Passer trois jours à attendre était plus éprouvant que d'exterminer
les orcs, j'en devenais grognon alors qu'Arlienon prenait plaisir à
découvrir la ville dans laquelle j'avais vécu des années durant. Pour
passer le temps, je l'emmenai visiter les lieux les plus secrets que je
connaissais et m'occupai d’acheter une tenue adéquate pour le bal.
Retourner
dans la ville de Calas Galadhon me faisait remonter le temps, j'y
croisais des gens que j'avais côtoyé, des lieux où j'étais anciennement
une habituée et des souvenirs à chaque pas. Quand j'étais partie,
j'avais abandonné beaucoup de choses derrière moi. J'avais troqué une
vie faite de partage et de rires contre une autre où la solitude régnait
en maître. Pourtant, je n'avais pas de regret, J'avais changé, grandit
en quelque sorte, je me rendais compte aujourd'hui à quel point je me
sentais mal à l'aise en présence de tous ces Elfes. A l'époque, mes
rapports aux autres avaient été faussés par mes origines, si je
souriais, c'était malgré les regards parfois méprisant de mes confrères
lorsque je leur avouais être trop jeune pour avoir connaissance de
certains faits. Comment aurais-je pu rire aussi naturellement que
j'avais appris à le faire auprès de personnes qui ne jugeaient pas selon
mon sang ?
C'est en marchant dans mes propres pas que je pris
conscience du chemin parcouru, la jeune fille qui avait fait son
apprentissage dans les arbres était devenue une femme auprès des Hommes.
Penser
à ceux que j'avais dû laisser me rappelait l'absence cruelle de
Coriolan, j'aurais aimé lui montrer la splendeur de la Forêt et tenir ma
promesse de l’emmener découvrir les lieux que je parcourais lorsque
j’avais besoin de me détendre, mais je craignais de ne jamais le
pouvoir.
Si je ne pouvais faire autrement, me pardonnerait-il ? Cette
question me hantait et m'empêchait de dormir depuis notre départ de la
Trouée des Trolls. Chaque soir, je m'enveloppais dans la couverture
qu'il m'avait donnée avant mon départ et je regardai les étoiles en
pensant à notre dernière rencontre.
- Qu'est-ce que tu fais là ?
Arlienon vint s'asseoir à mes côtés, je m'étais installée en haut de Telain Neduil, un de mes endroits préférés.
- Je réfléchissais.
- A quoi donc ?
- A une chanson.
-
Je ne t'ai pas vu toucher ta harpe ni entonner un seul chant depuis des
semaines.. Je suppose qu'il s'agit de l'une de tes compositions, de
quoi parle-t-elle ?
- D'une personne qui en cherche une autre et ne
peut la trouver car ils ne vivent pas dans le même monde. Alors elle
chante aux étoiles et leur demande de lui apporter son message.
Je
me levai et pris la harpe que je gardais toujours dans mon sac. J'y
jouais quelques notes qui se changèrent petit à petit en une mélodie
très douce.
J'ai marché sans compter les heures
A la recherche de cette faible lueur
Emprisonnée dans les mains d'un enfant,
Plongé dans les abysses du temps.
Je n'ai jamais cessé de te chercher
Même sans savoir qui tu étais
Car je voulais partager avec toi
Cette émotion qui fleurissait en moi.
Le temps érode chacun de nos sentiments
Jusqu'à les effacer complètement
Mais de chacun d'eux je me rappellerai
Afin de te les chanter
A jamais..
Je ne sais depuis combien de temps
Cela vibre dans mon coeur, doucement
Comme si ce n'était qu'un murmure
S'effaçant tel un cercle sur l'onde pure.
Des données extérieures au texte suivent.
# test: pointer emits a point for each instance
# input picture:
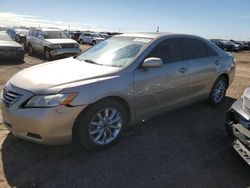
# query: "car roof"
(157, 35)
(47, 29)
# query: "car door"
(157, 88)
(87, 38)
(34, 40)
(39, 42)
(204, 65)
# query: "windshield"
(96, 35)
(117, 51)
(55, 35)
(22, 32)
(5, 37)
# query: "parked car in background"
(90, 38)
(92, 98)
(11, 32)
(19, 35)
(242, 45)
(238, 125)
(51, 43)
(105, 35)
(10, 48)
(74, 35)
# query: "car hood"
(46, 77)
(60, 41)
(9, 44)
(98, 38)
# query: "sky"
(229, 19)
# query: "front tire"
(218, 91)
(47, 55)
(102, 125)
(30, 50)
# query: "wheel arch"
(117, 98)
(226, 76)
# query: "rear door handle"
(217, 62)
(183, 70)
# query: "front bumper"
(50, 126)
(238, 126)
(65, 52)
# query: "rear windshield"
(5, 37)
(55, 35)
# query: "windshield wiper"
(90, 61)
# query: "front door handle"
(183, 70)
(217, 62)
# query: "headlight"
(54, 46)
(247, 93)
(19, 49)
(44, 101)
(77, 45)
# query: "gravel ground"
(184, 148)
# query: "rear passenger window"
(210, 52)
(34, 33)
(194, 48)
(168, 50)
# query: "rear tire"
(30, 50)
(101, 125)
(47, 55)
(218, 91)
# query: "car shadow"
(187, 147)
(10, 61)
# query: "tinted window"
(210, 51)
(168, 50)
(34, 33)
(40, 34)
(195, 49)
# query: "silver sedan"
(92, 98)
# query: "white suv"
(90, 38)
(51, 43)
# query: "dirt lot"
(184, 148)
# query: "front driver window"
(169, 51)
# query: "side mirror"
(40, 37)
(152, 62)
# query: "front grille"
(10, 97)
(68, 45)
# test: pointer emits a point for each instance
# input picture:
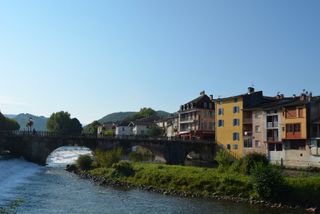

Peut-être que ces mots que j'adresse
Au crépuscule et aux étoiles de glace
Traverseront l'espace pour t'atteindre,
Toi qui vis si loin et que je ne peux rejoindre.
Arlienon se leva et passa sa main sur mon visage pour en effacer les larmes qui avaient coulé.
- Il est temps d'y aller.
- Je sais.
- Et tu n'es pas prête.
- Je sais..
Je
sortis de mon sac la robe que j'avais prévue pour le soir, Arlienon se
tourna le temps que je me change. Il vint ensuite m'aider à défaire les
tresses qu'il s'était donné tant de mal à faire la veille, mes cheveux
avaient poussé depuis mon départ, cela me laissait une impression
étrange de les voir tomber jusqu'au milieu de mon dos.
- Tu es restée absente longtemps.
- Plus que de raison.
- Mais tu seras de retour avant la froide saison si tu n'as pas à attendre de la Dame qu'elle prépare sa potion.
Je ne répondis rien et pris le bras d'Arlienon pour rejoindre le bal.